More jobs, end to contractualization best gifts to workers on Labor Day – Bishops

Bishop Ruperto Santos
(CBCP / MANILA BULLETIN)

April 30, 2019, 1:49 PM
By Leslie Ann Aquino  Manila Bulletin

For Catholic prelates, the best gifts that the government can give to workers on May 1, Labor Day will be more jobs in the country, and an end to contractualization.

“For me the best gifts are: first to create jobs here so that they will never be forced to find work in foreign lands, be separated from their families and to avoid brain and manpower drain,” Balanga Bishop Ruperto Santos said in an interview.

“Second is to end contractual which there would be stability, mutual benefits,” he added.

Bishop Santos said this is also to show our appreciation for the sacrifices of the country’s workers.

“To be grateful and be appreciative of their sacrifices and services is to promote their wellbeing, make their jobs safe, stable and secured. Workers are the builders of the country, agents of progress and development,” he said.

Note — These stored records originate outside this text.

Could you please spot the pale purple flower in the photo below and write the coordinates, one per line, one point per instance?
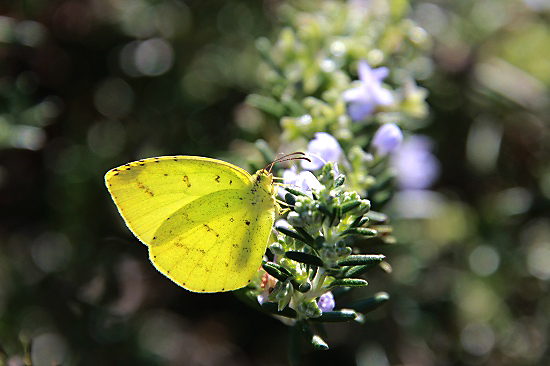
(387, 139)
(322, 149)
(417, 167)
(370, 93)
(326, 302)
(303, 181)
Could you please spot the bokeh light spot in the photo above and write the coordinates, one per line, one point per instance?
(484, 260)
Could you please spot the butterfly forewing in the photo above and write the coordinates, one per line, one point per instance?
(148, 191)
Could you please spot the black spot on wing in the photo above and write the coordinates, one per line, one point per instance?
(186, 181)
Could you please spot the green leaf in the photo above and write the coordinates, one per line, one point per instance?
(349, 282)
(359, 221)
(272, 307)
(290, 199)
(305, 258)
(309, 240)
(362, 259)
(295, 192)
(340, 180)
(291, 233)
(267, 104)
(315, 340)
(360, 231)
(343, 315)
(276, 271)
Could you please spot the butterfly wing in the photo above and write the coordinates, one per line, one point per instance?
(221, 243)
(206, 226)
(148, 191)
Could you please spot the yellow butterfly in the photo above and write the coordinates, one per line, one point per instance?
(206, 222)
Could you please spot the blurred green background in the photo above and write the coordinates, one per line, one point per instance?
(89, 85)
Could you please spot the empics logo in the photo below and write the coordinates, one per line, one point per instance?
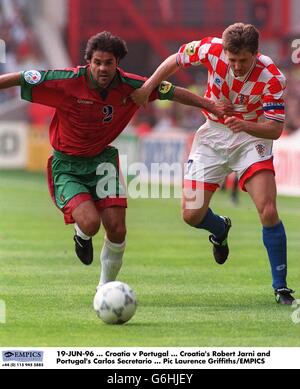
(2, 312)
(22, 356)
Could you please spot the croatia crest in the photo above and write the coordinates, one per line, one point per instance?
(243, 99)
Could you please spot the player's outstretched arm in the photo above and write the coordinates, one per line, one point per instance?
(9, 80)
(164, 71)
(184, 96)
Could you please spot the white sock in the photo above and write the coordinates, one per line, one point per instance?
(111, 260)
(80, 233)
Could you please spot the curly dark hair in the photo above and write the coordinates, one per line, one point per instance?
(240, 36)
(105, 41)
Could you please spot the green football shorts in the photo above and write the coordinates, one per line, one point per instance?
(73, 180)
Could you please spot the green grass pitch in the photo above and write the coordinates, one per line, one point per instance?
(184, 298)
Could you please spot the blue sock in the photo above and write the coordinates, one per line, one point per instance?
(212, 223)
(274, 239)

Manila Auxiliary Bishop Broderick Pabillo agreed with Santos.

“Workers have long been asking for security of tenure. No contractualization,” he said.

Meanwhile, San Carlos, Negros Occidental Bishop Gerardo Alminaza remembered the sugar workers who were massacred last October this Labor Day.

“We especially remember our departed sugar workers, the Sagay 9, who were massacred last October 20, 2018 but whose murder is not given justice until today,” he said in his Labor Day message.

“The impunity in senseless killings resulting from the landlessness of our agricultural and farm workers are sad manifestations of where we are in our journey towards God’s kingdom of love, justice and peace,” added Alminaza.

He then asked pertinent government agencies such as the AFP and PNP to facilitate speedy justice to the senseless killing of the Sagay 9; address the centuries-old problem of landlessness; and protect the lives of defenseless civilians whom they have sworn to defend and protect.

“May everyone in our community have compassion for our poor brothers and sisters as we bear in mind that the situation of the smallest and weakest among us would show how we are as a community,” Alminaza said.